Hybrid self-assembled monolayers (SAMs) containing well-defined strata of different polarity enable insight into how fundamental interactions lead to higher order structure and may provide useful analogies for self-assembled multilayers, new hybrid materials, and functional biological interfaces. We report amide-containing alkanethiol SAMs with internal polar sublayers that are two amide groups thick and nonpolar overlayers comprising either dodecyl or hexadecyl chains. The assemblies have been characterized by X-ray photoelectron spectroscopy (XPS), contact angle goniometry, and external reflective infrared spectroscopy (FTIR-ERS). XPS demonstrates the SAMs are of monolayer thickness, chemisorbed to the gold substrate, and anisotropically oriented. Contact angle data show the methyl surface for n = 16 is highly ordered, but the surface for n = 12 is less well ordered. FTIR-ERS reveals that the alkyl chains for n = 16 are close packed, but that those for n = 12 are disordered.

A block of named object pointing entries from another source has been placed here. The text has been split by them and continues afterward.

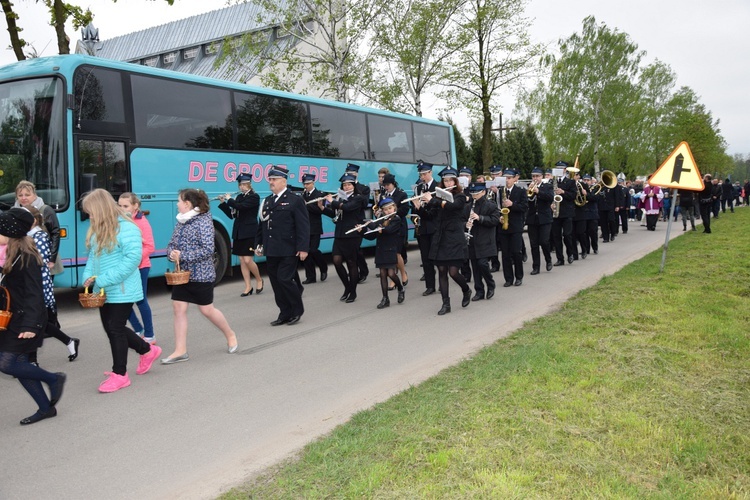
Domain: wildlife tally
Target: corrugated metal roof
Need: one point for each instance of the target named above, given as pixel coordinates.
(184, 33)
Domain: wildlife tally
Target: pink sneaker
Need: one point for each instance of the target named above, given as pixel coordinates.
(114, 383)
(148, 359)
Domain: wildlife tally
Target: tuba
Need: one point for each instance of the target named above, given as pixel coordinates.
(608, 180)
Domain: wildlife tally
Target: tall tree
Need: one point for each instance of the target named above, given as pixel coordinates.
(591, 93)
(496, 53)
(413, 41)
(325, 42)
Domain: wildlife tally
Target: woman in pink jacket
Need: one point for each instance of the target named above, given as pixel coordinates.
(132, 205)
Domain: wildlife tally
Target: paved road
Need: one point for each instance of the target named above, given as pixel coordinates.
(195, 429)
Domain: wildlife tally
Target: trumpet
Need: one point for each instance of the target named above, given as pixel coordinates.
(223, 197)
(416, 197)
(505, 211)
(608, 180)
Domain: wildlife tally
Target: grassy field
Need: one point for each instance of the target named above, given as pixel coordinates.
(638, 387)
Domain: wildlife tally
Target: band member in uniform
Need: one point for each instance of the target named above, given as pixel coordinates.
(562, 226)
(244, 210)
(492, 195)
(284, 233)
(592, 216)
(392, 191)
(480, 233)
(353, 170)
(539, 219)
(346, 214)
(449, 249)
(314, 212)
(388, 234)
(427, 225)
(513, 198)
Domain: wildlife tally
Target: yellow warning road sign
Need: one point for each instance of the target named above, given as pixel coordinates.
(679, 171)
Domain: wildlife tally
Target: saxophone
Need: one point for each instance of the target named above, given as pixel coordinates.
(557, 199)
(505, 211)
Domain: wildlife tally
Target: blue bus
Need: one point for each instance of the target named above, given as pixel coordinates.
(73, 123)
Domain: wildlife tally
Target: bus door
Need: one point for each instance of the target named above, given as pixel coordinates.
(100, 163)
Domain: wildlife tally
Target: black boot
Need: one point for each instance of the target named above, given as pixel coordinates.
(446, 307)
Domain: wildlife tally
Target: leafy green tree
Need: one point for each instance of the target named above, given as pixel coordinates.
(413, 42)
(589, 101)
(496, 52)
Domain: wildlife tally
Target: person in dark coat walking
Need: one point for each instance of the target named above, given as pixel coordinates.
(284, 232)
(427, 226)
(449, 249)
(347, 211)
(539, 220)
(515, 199)
(484, 216)
(314, 211)
(388, 234)
(22, 278)
(244, 210)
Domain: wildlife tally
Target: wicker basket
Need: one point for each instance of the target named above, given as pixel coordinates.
(92, 300)
(177, 277)
(5, 314)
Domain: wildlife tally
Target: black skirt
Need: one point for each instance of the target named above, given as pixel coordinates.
(244, 246)
(194, 292)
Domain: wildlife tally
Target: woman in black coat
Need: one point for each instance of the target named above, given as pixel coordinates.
(347, 214)
(449, 249)
(244, 210)
(389, 236)
(22, 277)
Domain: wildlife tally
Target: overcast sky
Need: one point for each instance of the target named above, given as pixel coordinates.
(707, 44)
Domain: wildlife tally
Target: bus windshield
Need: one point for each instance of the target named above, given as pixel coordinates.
(32, 139)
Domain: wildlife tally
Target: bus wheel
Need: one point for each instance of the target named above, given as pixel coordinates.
(221, 256)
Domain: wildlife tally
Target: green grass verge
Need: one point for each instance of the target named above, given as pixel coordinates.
(637, 387)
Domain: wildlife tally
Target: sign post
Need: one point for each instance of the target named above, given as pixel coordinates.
(679, 171)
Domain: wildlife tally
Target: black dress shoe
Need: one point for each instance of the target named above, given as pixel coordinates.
(40, 415)
(55, 390)
(76, 343)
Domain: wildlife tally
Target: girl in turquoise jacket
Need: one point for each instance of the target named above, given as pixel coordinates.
(115, 245)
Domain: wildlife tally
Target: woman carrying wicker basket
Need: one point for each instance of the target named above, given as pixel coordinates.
(192, 247)
(23, 334)
(115, 244)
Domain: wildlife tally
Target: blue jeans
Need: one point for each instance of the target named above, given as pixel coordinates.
(30, 376)
(144, 308)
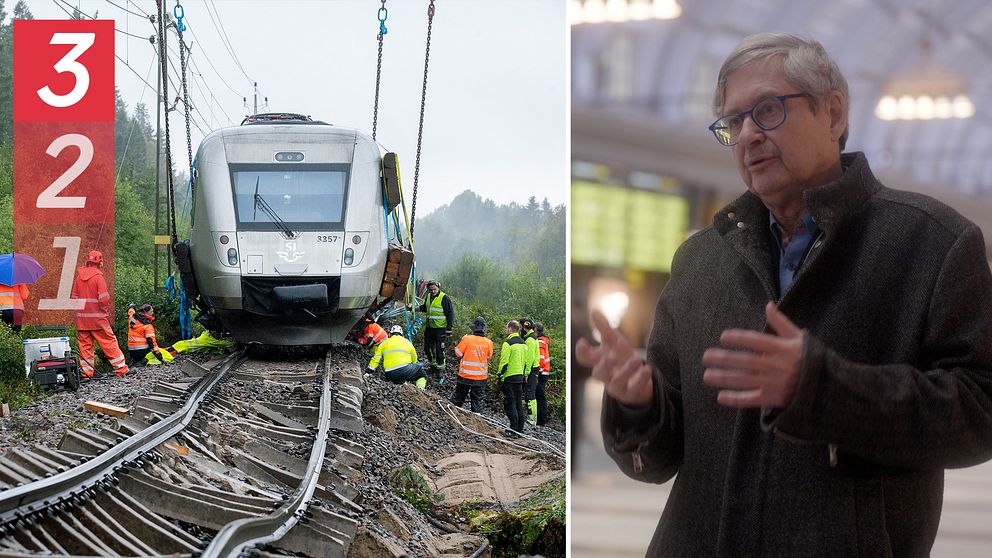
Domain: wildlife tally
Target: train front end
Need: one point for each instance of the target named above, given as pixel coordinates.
(287, 240)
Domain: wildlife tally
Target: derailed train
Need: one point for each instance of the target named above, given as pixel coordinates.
(297, 230)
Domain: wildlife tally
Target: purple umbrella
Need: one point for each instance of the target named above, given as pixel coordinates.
(19, 268)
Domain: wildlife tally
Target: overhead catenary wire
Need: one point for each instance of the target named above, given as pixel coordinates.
(143, 14)
(219, 25)
(193, 33)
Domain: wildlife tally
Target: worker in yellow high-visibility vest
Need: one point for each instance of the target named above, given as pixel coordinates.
(399, 359)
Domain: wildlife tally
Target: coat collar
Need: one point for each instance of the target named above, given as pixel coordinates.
(744, 222)
(829, 205)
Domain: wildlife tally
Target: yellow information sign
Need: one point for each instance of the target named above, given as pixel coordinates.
(615, 226)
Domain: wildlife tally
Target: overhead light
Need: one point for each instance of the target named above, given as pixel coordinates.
(620, 11)
(925, 93)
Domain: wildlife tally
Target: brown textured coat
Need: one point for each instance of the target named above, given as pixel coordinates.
(895, 300)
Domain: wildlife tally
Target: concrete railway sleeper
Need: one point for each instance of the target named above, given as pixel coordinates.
(253, 468)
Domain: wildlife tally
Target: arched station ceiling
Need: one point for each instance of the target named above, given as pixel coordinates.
(641, 90)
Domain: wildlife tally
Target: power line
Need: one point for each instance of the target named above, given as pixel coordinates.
(133, 70)
(143, 14)
(190, 27)
(219, 25)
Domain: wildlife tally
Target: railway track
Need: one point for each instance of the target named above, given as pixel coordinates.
(240, 459)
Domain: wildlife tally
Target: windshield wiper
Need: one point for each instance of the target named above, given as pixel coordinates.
(260, 202)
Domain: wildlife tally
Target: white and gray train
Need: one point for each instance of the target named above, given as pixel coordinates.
(293, 224)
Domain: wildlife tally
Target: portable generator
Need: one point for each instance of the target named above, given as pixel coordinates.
(49, 362)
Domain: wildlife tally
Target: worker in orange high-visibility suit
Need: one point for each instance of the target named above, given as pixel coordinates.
(93, 321)
(12, 304)
(545, 366)
(372, 335)
(474, 351)
(141, 335)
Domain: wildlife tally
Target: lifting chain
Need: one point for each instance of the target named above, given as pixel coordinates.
(381, 15)
(420, 130)
(162, 55)
(183, 49)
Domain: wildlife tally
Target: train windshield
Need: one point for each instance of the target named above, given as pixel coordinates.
(294, 197)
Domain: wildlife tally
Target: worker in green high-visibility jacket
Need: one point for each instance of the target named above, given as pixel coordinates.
(440, 317)
(514, 365)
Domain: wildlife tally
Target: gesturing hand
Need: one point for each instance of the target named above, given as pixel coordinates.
(627, 377)
(762, 369)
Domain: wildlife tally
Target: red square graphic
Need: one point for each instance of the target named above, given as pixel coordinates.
(63, 70)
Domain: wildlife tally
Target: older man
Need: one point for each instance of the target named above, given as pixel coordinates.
(821, 353)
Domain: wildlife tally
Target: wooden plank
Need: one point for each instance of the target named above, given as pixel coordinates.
(105, 408)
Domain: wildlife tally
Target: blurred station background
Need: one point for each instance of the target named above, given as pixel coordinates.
(646, 174)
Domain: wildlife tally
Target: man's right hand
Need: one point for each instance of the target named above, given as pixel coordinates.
(626, 376)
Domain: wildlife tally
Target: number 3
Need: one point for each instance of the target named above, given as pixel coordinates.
(83, 41)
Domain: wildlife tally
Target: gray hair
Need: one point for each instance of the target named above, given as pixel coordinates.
(807, 66)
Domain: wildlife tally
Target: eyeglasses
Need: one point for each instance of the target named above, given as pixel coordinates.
(767, 114)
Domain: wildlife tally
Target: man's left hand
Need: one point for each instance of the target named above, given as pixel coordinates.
(758, 369)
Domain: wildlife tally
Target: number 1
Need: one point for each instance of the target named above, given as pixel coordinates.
(63, 300)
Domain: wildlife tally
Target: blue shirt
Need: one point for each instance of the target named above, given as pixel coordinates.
(791, 256)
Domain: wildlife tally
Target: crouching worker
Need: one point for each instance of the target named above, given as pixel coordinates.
(141, 342)
(399, 359)
(203, 342)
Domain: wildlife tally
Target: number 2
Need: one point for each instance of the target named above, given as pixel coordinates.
(68, 63)
(49, 197)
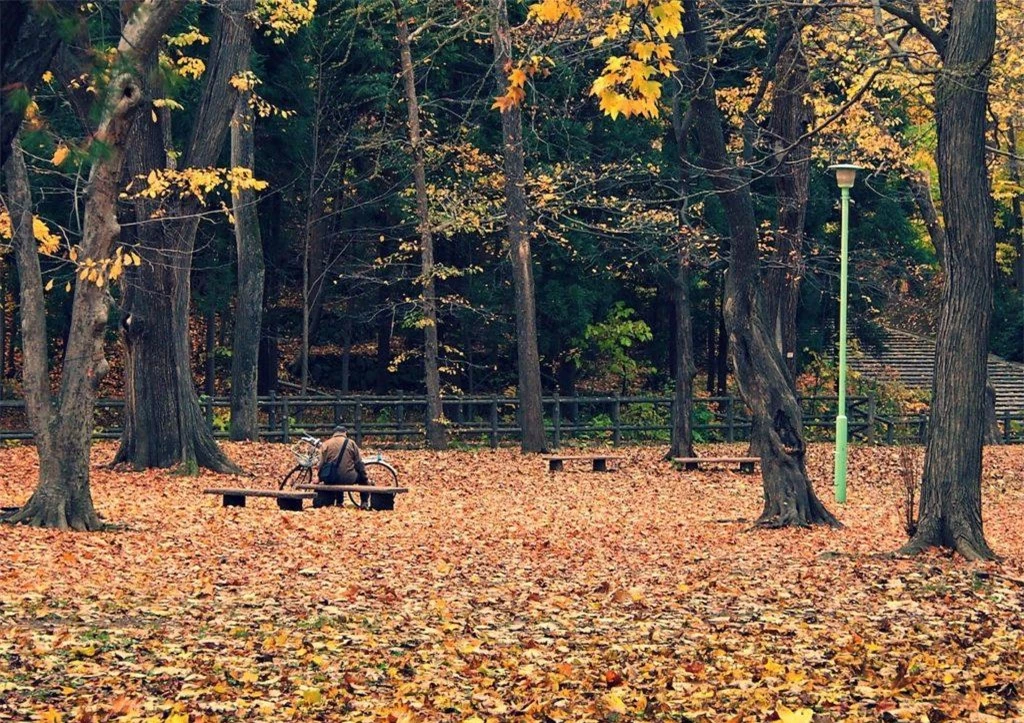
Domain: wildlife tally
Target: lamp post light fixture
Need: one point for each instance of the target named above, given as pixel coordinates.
(846, 174)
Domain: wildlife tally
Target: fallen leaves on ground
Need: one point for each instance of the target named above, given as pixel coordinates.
(499, 592)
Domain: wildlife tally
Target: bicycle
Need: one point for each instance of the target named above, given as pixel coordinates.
(380, 473)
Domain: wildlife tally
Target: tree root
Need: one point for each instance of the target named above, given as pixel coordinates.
(934, 534)
(36, 514)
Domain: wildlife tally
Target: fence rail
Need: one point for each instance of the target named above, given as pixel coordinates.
(398, 421)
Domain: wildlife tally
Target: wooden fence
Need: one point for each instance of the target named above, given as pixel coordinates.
(398, 421)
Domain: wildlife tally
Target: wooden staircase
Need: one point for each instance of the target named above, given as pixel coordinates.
(909, 358)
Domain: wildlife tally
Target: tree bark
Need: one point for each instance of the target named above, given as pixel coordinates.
(530, 402)
(922, 192)
(684, 367)
(950, 497)
(35, 365)
(29, 38)
(436, 436)
(62, 498)
(1017, 208)
(164, 424)
(249, 299)
(791, 116)
(761, 374)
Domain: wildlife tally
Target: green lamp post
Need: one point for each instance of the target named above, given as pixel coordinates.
(846, 174)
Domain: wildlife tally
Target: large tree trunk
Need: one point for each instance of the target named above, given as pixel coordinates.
(29, 38)
(436, 437)
(249, 299)
(62, 498)
(683, 366)
(685, 370)
(35, 365)
(761, 374)
(950, 497)
(530, 401)
(164, 424)
(1017, 207)
(791, 116)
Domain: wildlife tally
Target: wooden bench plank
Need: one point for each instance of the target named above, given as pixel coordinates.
(378, 498)
(287, 499)
(745, 463)
(582, 457)
(353, 487)
(556, 463)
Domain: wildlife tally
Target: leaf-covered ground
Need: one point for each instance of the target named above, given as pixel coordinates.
(499, 592)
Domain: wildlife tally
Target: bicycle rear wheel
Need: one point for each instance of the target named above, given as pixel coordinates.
(379, 474)
(298, 475)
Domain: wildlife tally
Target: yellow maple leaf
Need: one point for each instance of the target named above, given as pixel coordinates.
(802, 715)
(613, 704)
(59, 155)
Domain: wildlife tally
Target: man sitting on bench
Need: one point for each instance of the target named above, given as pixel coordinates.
(341, 463)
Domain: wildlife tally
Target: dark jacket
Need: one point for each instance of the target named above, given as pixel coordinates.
(350, 469)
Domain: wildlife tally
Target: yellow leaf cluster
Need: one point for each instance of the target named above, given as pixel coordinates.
(59, 155)
(189, 67)
(195, 182)
(190, 36)
(284, 17)
(48, 241)
(555, 10)
(629, 84)
(516, 91)
(108, 269)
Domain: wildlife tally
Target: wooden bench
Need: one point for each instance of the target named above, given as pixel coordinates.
(745, 463)
(556, 463)
(287, 499)
(379, 498)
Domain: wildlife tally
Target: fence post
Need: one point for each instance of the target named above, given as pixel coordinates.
(556, 418)
(616, 433)
(871, 405)
(494, 423)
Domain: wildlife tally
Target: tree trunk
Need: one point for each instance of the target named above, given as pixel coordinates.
(761, 374)
(791, 116)
(436, 436)
(1017, 207)
(685, 371)
(164, 424)
(35, 365)
(29, 38)
(62, 498)
(922, 192)
(249, 300)
(993, 434)
(210, 380)
(530, 402)
(950, 496)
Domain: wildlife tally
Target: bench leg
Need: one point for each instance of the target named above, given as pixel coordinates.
(381, 502)
(235, 500)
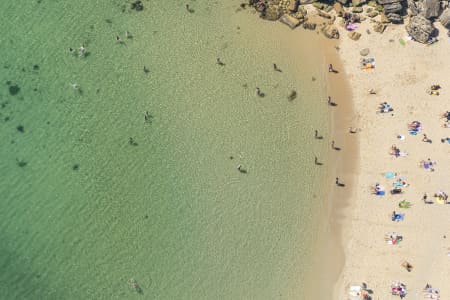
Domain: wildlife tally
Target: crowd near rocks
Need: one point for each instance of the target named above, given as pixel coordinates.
(418, 15)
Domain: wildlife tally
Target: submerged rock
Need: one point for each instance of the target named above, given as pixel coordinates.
(420, 29)
(14, 89)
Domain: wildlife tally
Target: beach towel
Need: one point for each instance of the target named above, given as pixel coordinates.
(398, 217)
(389, 175)
(439, 200)
(351, 27)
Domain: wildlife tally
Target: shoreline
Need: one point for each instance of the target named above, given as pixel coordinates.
(403, 73)
(331, 258)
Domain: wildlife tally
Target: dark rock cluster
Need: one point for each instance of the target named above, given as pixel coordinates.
(418, 14)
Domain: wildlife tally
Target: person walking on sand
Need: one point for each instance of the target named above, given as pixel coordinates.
(275, 67)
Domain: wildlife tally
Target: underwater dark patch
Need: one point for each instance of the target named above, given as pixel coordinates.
(14, 89)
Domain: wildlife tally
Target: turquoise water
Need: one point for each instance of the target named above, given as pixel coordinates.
(83, 211)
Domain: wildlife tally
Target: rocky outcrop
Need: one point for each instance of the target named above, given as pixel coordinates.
(354, 35)
(343, 2)
(272, 14)
(330, 32)
(384, 2)
(420, 29)
(395, 18)
(445, 18)
(413, 8)
(392, 7)
(293, 5)
(358, 2)
(379, 27)
(431, 8)
(293, 13)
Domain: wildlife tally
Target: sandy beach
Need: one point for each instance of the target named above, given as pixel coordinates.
(403, 74)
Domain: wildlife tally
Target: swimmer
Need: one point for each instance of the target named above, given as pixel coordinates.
(259, 93)
(189, 9)
(275, 67)
(220, 63)
(82, 51)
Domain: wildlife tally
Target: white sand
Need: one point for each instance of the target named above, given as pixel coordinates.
(401, 77)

FTIR-ERS also shows that, although the two-amide sublayers are compositionally identical, they are well ordered and assume polyglycine-II-like conformations for n = 16, but they are poorly ordered for n = 12. Comparison of these two SAMs to each other in the context of previously reported one- and three-amide SAMs leads to two conclusions. (1) The threshold n for alkyl chain length ordering in two-amide SAMs is 12 ≤ n ≤ 16. Thus, in SAMs with internal amide sublayers both one and two amide groups thick, the threshold number of methylenes required to form ordered alkyl regions is significantly increased compared to alkanethiol SAMs, demonstrating destructive interference of the amide region with the hydrocarbon ordering process. (2) In two-amide SAMs the formation of a well-ordered amide region depends on the ordering of an overlying hydrocarbon region. This behavior differs with that previously demonstrated for one- and three-amide SAMs, in which the amide groups assume characteristic conformations regardless of hydrocarbon region thickness and order. For two-amide SAMs, the apparent dependence of amide ordering on complementary ordering in the alkyl region provides evidence of an energetic interplay between the two sublayers, manifested as a “reverse ordering” effect. The previously unobserved elastic−elastic character of the buried interface in two-amide SAMs is contrasted with the rigid−elastic interface found in the one-amide SAMs.